It's a sad fact that children born in poverty start out at a disadvantage and continue to fall further behind kids who are more privileged as they grow up. In developing countries, chiefly in Africa and Asia, some 200 million children under age 5 won't reach the same milestones—for physical growth, school performance, and earnings later on—as children who are less deprived. But a new analysis of a long-term study in Jamaica shows that surprisingly simple ways of stimulating children’s mental development can have dramatic benefits later in life.
The children were participants in the Jamaican Study, a project geared toward improving cognitive development begun in the mid-1980s by child health specialists Sally Grantham-McGregor of University College London and Susan Walker of the University of the West Indies, Mona, in Jamaica. They focused on children between the ages of 9 and 24 months whose growth was stunted, placing them in the bottom 5% of height for their age and sex (an easy-to-quantify gauge of extreme poverty). Children of normal height in the same neighborhoods were also studied for comparison.
For 2 years, community health workers visited the families weekly. One group was given nutritional assistance only (a formula containing 66% of daily recommended calories, along with vitamins and minerals). One group received a mental and social stimulation program only, and one group got stimulation and nutritional assistance. A final group had no intervention and served as a control. The mental stimulation program involved giving parents simple picture books and handmade toys, and encouraging them to read and sing to their children and point out names of objects, shapes, and colors. They were also taught better ways to converse and respond to their toddlers. These everyday interactions aren't always part of the culture in low-income countries, explains Paul Gertler, an economist at the University of California, Berkeley. "Parents might have five or six kids and few toys. They might be working really hard and have a lot of competing demands. They might not have been taught how to talk to their children, or how important and effective it is," he says. Past research attests to the importance of everyday conversation for children’s mental development: A recent study suggests that children of affluent parents do better in life in large part because their parents talk to them more.
Follow-up studies over the next 20 years revealed that the Jamaican children who received the mental stimulation had better grades and higher IQs, showed fewer signs of depression, and got in fewer fights. The new study, reported online today in Science, focused on the children's economic achievement as young adults. Gertler, Grantham-McGregor, Walker, and colleagues tracked down 105 out of the original 129 growth-stunted children. Those who had received the stimulation intervention had earned 25% more than the children in the control group. Even more exciting, Gertler notes, is that they had closed the gap—in physical and economic stature—between themselves and children in their neighborhoods with normal height and weight. Adding nutritional assistance to the mental stimulation didn’t improve outcomes any further, and nutritional assistance on its own had no effect—likely because this kind of intervention must be used before a child’s growth has been stunted, Gertler says.
"Mental and social stimulation at around 1 year of age really matter," Gertler says. "It was enough to reduce and possibly eliminate inequality in the long term." Gertler emphasizes that the interventions were inexpensive, consisting of toys, books, and conversation—not pricey, high-tech gadgets like iPads, for example.

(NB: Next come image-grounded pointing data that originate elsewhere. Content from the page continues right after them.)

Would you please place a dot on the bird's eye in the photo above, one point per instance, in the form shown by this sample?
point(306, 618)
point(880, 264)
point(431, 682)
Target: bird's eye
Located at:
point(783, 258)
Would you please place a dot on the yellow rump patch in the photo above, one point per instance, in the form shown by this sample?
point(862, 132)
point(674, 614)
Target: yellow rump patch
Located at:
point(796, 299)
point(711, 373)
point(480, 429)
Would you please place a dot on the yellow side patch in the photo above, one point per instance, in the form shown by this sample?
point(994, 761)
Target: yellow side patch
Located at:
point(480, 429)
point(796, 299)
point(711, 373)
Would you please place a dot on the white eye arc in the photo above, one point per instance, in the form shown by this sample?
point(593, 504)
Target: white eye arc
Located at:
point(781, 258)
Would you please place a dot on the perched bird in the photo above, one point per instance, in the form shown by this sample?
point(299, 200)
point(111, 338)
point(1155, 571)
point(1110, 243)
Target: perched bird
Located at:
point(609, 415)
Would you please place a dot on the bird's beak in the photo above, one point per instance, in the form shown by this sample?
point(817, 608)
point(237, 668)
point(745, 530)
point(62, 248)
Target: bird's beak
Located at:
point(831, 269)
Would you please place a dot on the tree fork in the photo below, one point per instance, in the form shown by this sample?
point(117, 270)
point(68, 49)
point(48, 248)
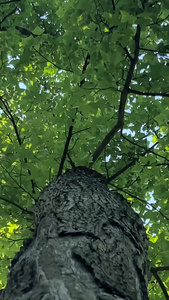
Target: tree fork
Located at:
point(88, 245)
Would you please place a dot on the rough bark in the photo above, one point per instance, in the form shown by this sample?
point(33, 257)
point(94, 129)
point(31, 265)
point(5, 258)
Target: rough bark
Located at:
point(88, 245)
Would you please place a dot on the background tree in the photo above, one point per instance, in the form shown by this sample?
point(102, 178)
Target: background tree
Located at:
point(85, 84)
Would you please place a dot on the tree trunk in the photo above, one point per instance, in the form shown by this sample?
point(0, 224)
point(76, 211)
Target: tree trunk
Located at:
point(88, 245)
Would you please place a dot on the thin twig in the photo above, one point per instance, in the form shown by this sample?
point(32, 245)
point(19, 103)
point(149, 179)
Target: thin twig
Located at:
point(141, 200)
point(161, 284)
point(48, 60)
point(25, 211)
point(131, 91)
point(65, 150)
point(123, 99)
point(10, 1)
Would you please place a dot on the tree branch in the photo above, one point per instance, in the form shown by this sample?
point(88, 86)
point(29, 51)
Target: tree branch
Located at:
point(151, 151)
point(46, 59)
point(86, 63)
point(141, 200)
point(161, 284)
point(25, 211)
point(123, 99)
point(10, 1)
point(70, 133)
point(130, 164)
point(10, 116)
point(159, 269)
point(131, 91)
point(8, 15)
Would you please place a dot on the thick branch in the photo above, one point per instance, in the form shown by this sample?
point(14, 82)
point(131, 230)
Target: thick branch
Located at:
point(123, 100)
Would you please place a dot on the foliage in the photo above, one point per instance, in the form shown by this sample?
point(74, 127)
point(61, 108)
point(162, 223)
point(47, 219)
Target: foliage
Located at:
point(85, 83)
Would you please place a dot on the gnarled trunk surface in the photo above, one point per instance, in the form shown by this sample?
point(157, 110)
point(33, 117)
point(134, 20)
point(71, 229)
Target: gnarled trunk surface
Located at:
point(88, 245)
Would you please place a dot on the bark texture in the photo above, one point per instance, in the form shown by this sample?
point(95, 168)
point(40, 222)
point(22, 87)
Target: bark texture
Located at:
point(88, 245)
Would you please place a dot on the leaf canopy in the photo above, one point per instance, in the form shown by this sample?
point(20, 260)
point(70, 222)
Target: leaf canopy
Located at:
point(85, 83)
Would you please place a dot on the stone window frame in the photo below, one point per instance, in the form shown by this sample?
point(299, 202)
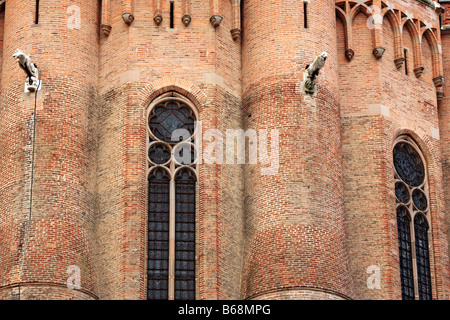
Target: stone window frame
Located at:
point(413, 212)
point(172, 169)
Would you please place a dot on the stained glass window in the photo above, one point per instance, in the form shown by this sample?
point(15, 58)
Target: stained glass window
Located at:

Jere Behrman, an economist at the University of Pennsylvania who was not involved in the research, says the study is the first to demonstrate a long-term economic benefit to early intervention stimulation programs in developing countries. But he is more cautious about saying that the program greatly reduces inequality. "A 25% increase in earnings will improve the welfare of people who are very poor, and that's something to be glad about. But it may not reduce overall inequality by very much." He points out that although the mentally stimulated children caught up to other poor children who weren't malnourished, their later earnings didn’t begin to compare to those of more affluent kids.
Still, Behrman agrees that the simplicity of the interventions in the Jamaican Study is a point in its favor. "Flying in world-class psychologists to work with the kids for hours would give impressive results, but that wouldn't be easy to duplicate.” The Jamaican Study’s methods now are being used in Bangladesh, India, and Colombia. The study provides proof that “homemade toys and weekly visits from someone from within the community can also have a dramatic impact,” Behrman says.
Joan Lombardi, who was deputy assistant secretary for early childhood development in the U.S. Department of Health and Human Services from 2009 to 2011 and is now a senior adviser to the Bernard van Leer Foundation in The Hague, the Netherlands, says the study adds to the growing body of research from around the world confirming that what happens in the early years has an impact on long-term health, learning, and well-being. "Investing in the early years pay off," she says. "It's time to translate this growing science into improved policies and new investments in young children and their families around the world."
*Clarification, 2 June, 11:29 a.m.: This article has been updated to clarify that according to Jere Behrman, the study is the first to demonstrate an economic benefit for early intervention programs that focus on mental and social stimulation in developing countries. Behrman’s research in Guatemala has shown that programs aimed at improving nutrition for infants and toddlers can improve earnings in adulthood.